Usta televizyon habercisi, gazeteci-yazar Uğur Dündar; “Çanakkale`nin sınırlarına girdiğimde her zaman tüylerim ürperiyor. Gerçekten dünya ölçeğinde eşsiz bir kent. Çok şey borçlu olduğumuz bir şehir. Çocukluğumun en güzel yıllarının burada geçmiş olması, benim hayatımın ve yaşam çizgimin belirlenmesinde çok etkili olmuştur. O kahramanlardan aldığımız derslerle hayatımızın doğru yönde şekillenmesinin çok katkısı olduğu kanısındayım. Ne yazık ki bazıları bu çok özel şehrin değerlerine saygılı olamıyorlar, farkında değiller. Özenle korunması gereken bir doğaya sahip olduğunu, bir tarihe sahip olduğu, her karış toprağının kutsal olduğunun bilincinde değiller. Sayın Ülgür Gökhan`ın bu uğurda verdiği mücadele her türlü alkışa ve övgüye değer. Bütün dünyanın dikkatini çeken bir bayraktarlık yaptı. 30 Ağustos Zaferini yaratan Mustafa Kemal Atatürk ve askerlerine sonsuz teşekkür ediyorum. Hepsinin aziz hatıraları önünde hürmetle, minnetle ve rahmet duyguları ile eğiliyorum” dedi.
“Halkın içinden gelmek böyle bir şey…”
Belediye Başkanı Ülgür Gökhan; “Bu akşamın en doğru konuğunun Uğur Dündar olduğunu belirtmek istiyorum. Bunu hoş tutmak için söylemiyorum. Biraz önce izlediğimiz belgeselden dolayı söylüyorum. Siz de herhalde benim söylediklerime katılıyorsunuz. İşte halkın içinden, halk için o görevi yapmış ve 50 yılı tamamlamış birisi. Onurla seyrettik. İşte halkın içinden gelmek böyle bir şey” dedi.

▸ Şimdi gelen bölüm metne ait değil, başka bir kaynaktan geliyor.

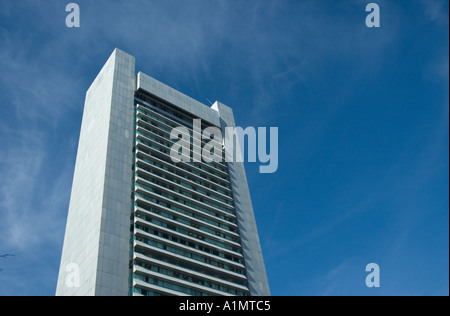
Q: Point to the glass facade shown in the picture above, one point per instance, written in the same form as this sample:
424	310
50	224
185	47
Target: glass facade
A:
184	231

Dündar’dan direnişe destek…
Kazdağları civarında bulunan Kirazlı-Balaban mevkiinde Kanadalı şirket Alamos Gold’un yerli ortağı Doğu Biga Madencilik şirketi tarafından yürütülen altın madeni projesine karşı Çanakkaleliler, Su ve Vicdan Nöbeti tutuyorlar. Usta gazeteci Uğur Dündar da Cumartesi günü Su ve Vicdan Nöbeti’ne katılarak direnişe destek verdi. Dündar, Su ve Vicdan Nöbeti’nin ardından kamp alanına geçerek incelemelerde bulundu.
“Biz su kaynaklarını koruyan doğal zenginliklerimizi özenle korumak zorundayız”
Usta gazeteci-yazar Uğur Dündar; “Bu coğrafya büyük depreme gerek kalmadan, fay hareketleri ile yer altı sularını her zaman ağır metaller ile kirletebilecek bir riskli bölgedir. Hele bu türlü siyanürlü üretimin yapılması sonucu oluşabilecek bir fay kırığı bilim insanlarının bile öngöremeyeceği çok büyük felaketlere sebebiyet verebilir. Bu coğrafyada sadece bu altıncıların değil, yaşayan tüm canlıların en az onlar kadar hakkı var. Biz her şeyden önce bu canlı haklarına saygı bekliyoruz. Biz her şeyden önce su kaynaklarımızı ve o su kaynaklarını koruyan doğal zenginliklerimizi özenle korumak zorundayız. Altın mı su kaynağımı derseniz bin defa su kaynağı, bin defa doğa deriz. Bunu korumak bizim görevimiz. Bu ormanlar kolay oluşmadı. Buraların talan edilmesine asla ve asla izin vermeyeceğiz. Buna saygı duyulmasını istiyoruz. Saygı duyuluncaya kadar da bu mücadeleyi devam ettireceğiz” dedi.